To investigate ocean currents, scientists usually release GPS-tagged buoys and record their velocities to reconstruct the currents that carry them. This recorded data can also be used to identify areas in which water rises up from below the surface or sinks beneath it (phenomena known as “divergences”).
By accurately predicting currents and identifying divergences, experts can more precisely forecast weather, measure energy transfer rates in the ocean, or estimate how oil will spread after a spill.
Until recently, scientists have largely used a machine-learning technique known as a “Gaussian process” to estimate currents and pinpoint divergences.
Although this method is able to make predictions even in cases when data is sparse, it frequently starts from assumptions that are physically inaccurate, such as that the latitude and longitude components of a current are unrelated. For instance, this model assumes that a current’s divergence and its vorticity (a whirling motion of the water) operate on the same magnitude and length scales –an assumption that ocean scientists know is not true.
To overcome these limitations, a team of computer scientists and oceanographers led by the Massachusetts Institute of Technology (MIT) has recently developed a new model which incorporates knowledge from fluid dynamics to better reflect the physics structuring ocean currents.
Using what is known as a “Helmholtz decomposition,” the new method models ocean currents by breaking them into a vorticity component. This captures the water’s whirling motion, and a divergence component, which captures water sinking or rising.
Although this technique is more computationally intensive, its additional costs will be relatively small. Furthermore, it would help scientists make more accurate estimates from buoy data, enabling them to effectively monitor the transportation of biomass, carbon, plastics, nutrients, and oil in the ocean, and to better understand and track the effects on climate change on currents.
“Our method captures the physical assumptions more appropriately and more accurately. In this case, we know a lot of the physics already. We are giving the model a little bit of that information so it can focus on learning the things that are important to us, like what are the currents away from the buoys, or what is this divergence and where is it happening,” explained senior author Tamara Broderick, an associate professor of Computer Science at MIT.
By evaluating this new model using both synthetic and real ocean buoy data from the Gulf of Mexico, the researchers showed that their method was more accurate in predicting currents and identifying divergences than both the standard Gaussian process and another machine-learning approach which used a neural network.
For instance, in a simulation including a vortex adjacent to an ocean current, the new technique correctly predicted no divergence, while both other methods predicted a divergence with very high confidence. A pre-print of the study can be found here.
In future research, the scientists plan to incorporate a time element into their model (since ocean currents can vary over both space and time), and better capture how noise – such as that produced by wind – can impact the data.
“Our hope is to take this noisily observed field of velocities from the buoys, and then say what is the actual divergence and actual vorticity, and predict away from those buoys, and we think that our new technique will be helpful for this,” Broderick concluded.
Studying ocean currents is crucial for many reasons.
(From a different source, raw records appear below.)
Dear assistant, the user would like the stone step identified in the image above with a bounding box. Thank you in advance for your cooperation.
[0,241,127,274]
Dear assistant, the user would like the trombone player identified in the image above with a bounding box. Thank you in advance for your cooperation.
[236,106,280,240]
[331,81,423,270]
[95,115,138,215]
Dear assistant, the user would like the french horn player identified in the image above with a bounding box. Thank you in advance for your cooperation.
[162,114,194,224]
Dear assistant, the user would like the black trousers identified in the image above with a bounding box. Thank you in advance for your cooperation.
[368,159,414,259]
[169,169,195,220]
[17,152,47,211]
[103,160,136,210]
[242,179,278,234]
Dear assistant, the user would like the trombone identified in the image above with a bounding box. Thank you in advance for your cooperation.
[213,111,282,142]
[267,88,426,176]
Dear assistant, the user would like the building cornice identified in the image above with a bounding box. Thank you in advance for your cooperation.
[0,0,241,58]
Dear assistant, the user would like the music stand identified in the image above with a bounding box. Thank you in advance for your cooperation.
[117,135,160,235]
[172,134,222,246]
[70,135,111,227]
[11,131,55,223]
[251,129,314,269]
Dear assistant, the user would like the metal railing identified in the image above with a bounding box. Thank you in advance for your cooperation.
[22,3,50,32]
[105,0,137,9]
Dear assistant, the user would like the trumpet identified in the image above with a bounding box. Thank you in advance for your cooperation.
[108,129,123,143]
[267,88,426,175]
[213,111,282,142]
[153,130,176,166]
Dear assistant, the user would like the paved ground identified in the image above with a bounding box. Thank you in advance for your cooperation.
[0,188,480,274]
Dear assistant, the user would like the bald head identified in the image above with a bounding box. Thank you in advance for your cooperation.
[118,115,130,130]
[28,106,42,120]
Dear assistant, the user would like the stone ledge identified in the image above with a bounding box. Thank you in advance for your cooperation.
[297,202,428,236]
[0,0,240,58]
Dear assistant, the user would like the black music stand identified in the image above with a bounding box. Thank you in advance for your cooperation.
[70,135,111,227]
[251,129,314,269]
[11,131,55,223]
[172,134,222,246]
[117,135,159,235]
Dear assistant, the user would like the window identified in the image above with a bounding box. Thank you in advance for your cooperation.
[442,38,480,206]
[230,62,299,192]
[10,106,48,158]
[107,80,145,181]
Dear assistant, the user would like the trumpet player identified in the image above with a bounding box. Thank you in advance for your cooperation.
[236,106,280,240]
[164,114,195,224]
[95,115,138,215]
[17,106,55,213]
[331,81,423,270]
They play a significant role in controlling the climate, determining marine life distribution, shaping human activity, and more. Here’s a breakdown of why we study them:
Ocean currents distribute heat around the planet, helping to regulate climate. For example, the Gulf Stream carries warm water from the Gulf of Mexico up to the North Atlantic, moderating the climate in Western Europe. Understanding these currents allows scientists to make accurate climate predictions and models.
Ocean currents impact the distribution of nutrients, which in turn affects where marine organisms can live and thrive. Currents can carry nutrient-rich cold water to the surface in a process called upwelling, supporting biodiversity hotspots. By studying ocean currents, we gain insights into marine ecosystems and the factors influencing their health and biodiversity.
For centuries, mariners have used ocean currents to help in navigation. Understanding ocean currents can lead to more efficient shipping routes, saving time and fuel.
When spills or leaks occur (like oil spills), ocean currents help determine where the pollution will spread. By modeling these currents, we can predict the movements of such pollutants and devise better clean-up strategies.
Many commercial fish species follow particular ocean currents during their life cycles. Knowing these patterns helps in managing and protecting these fisheries.
Ocean currents play a role in weather systems. For example, El Niño, a warm ocean current, affects weather patterns around the globe. Understanding these currents can contribute to more accurate weather forecasting.
Ocean currents are expected to change with climate change, affecting global weather patterns, sea levels, and marine life. Studying them helps us understand the impacts of climate change and guide mitigation strategies.
Currents also impact the dispersion of artifacts from shipwrecks, offering clues into historical events and lost civilizations.
Overall, understanding ocean currents is crucial to a wide array of fields, including climate science, biology, navigation, conservation, and more.